Slide the window earlier and it gets worse for Bangalore; slide it later and Berlin is offline. The least painful overlap is roughly 7 to 9 AM San Francisco time, which is 4 to 6 PM in Berlin (still inside the workday) and 8:30 to 10:30 PM in Bangalore (late, but awake). With a 13.5 hour spread there is no window that is comfortable for all three, so someone always compromises.
Conversions people search for most
- EST to IST — add 10:30 in winter, or 9:30 while New York is on EDT. 9:00 AM in New York is 7:30 PM in Bangalore.
- PST to GMT — add 8 hours. 10:00 AM in San Francisco is 6:00 PM in London.
- EST to CET — add 6 hours. 8:00 AM in New York is 2:00 PM in Berlin.

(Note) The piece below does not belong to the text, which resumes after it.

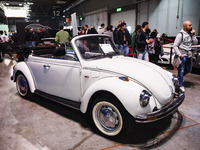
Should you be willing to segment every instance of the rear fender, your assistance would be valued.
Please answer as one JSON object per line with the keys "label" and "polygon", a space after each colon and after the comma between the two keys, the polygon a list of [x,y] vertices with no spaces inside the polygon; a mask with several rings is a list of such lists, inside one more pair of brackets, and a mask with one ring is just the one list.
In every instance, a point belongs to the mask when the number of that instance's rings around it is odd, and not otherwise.
{"label": "rear fender", "polygon": [[36,87],[35,87],[35,83],[33,80],[33,76],[31,74],[29,67],[27,66],[27,64],[25,62],[20,62],[15,66],[14,71],[13,71],[13,81],[14,82],[16,82],[17,75],[20,72],[23,73],[24,76],[26,77],[31,93],[34,93],[34,91],[36,90]]}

- GMT to AEST — add 10 hours. 9:00 AM in London is 7:00 PM in Sydney.
Daylight saving gotchas
The US and EU do not switch on the same weekend. US clocks spring forward on the second Sunday of March, but the EU waits until the last Sunday. For those two or three weeks, New York has already moved to EDT (UTC-4) while London is still on GMT, so the gap is 4 hours instead of the usual 5. The reverse happens in autumn, when Europe falls back a week before the US does. The Southern Hemisphere flips the whole calendar: Sydney observes DST from October to April, so it is on summer time exactly when the north is on winter time.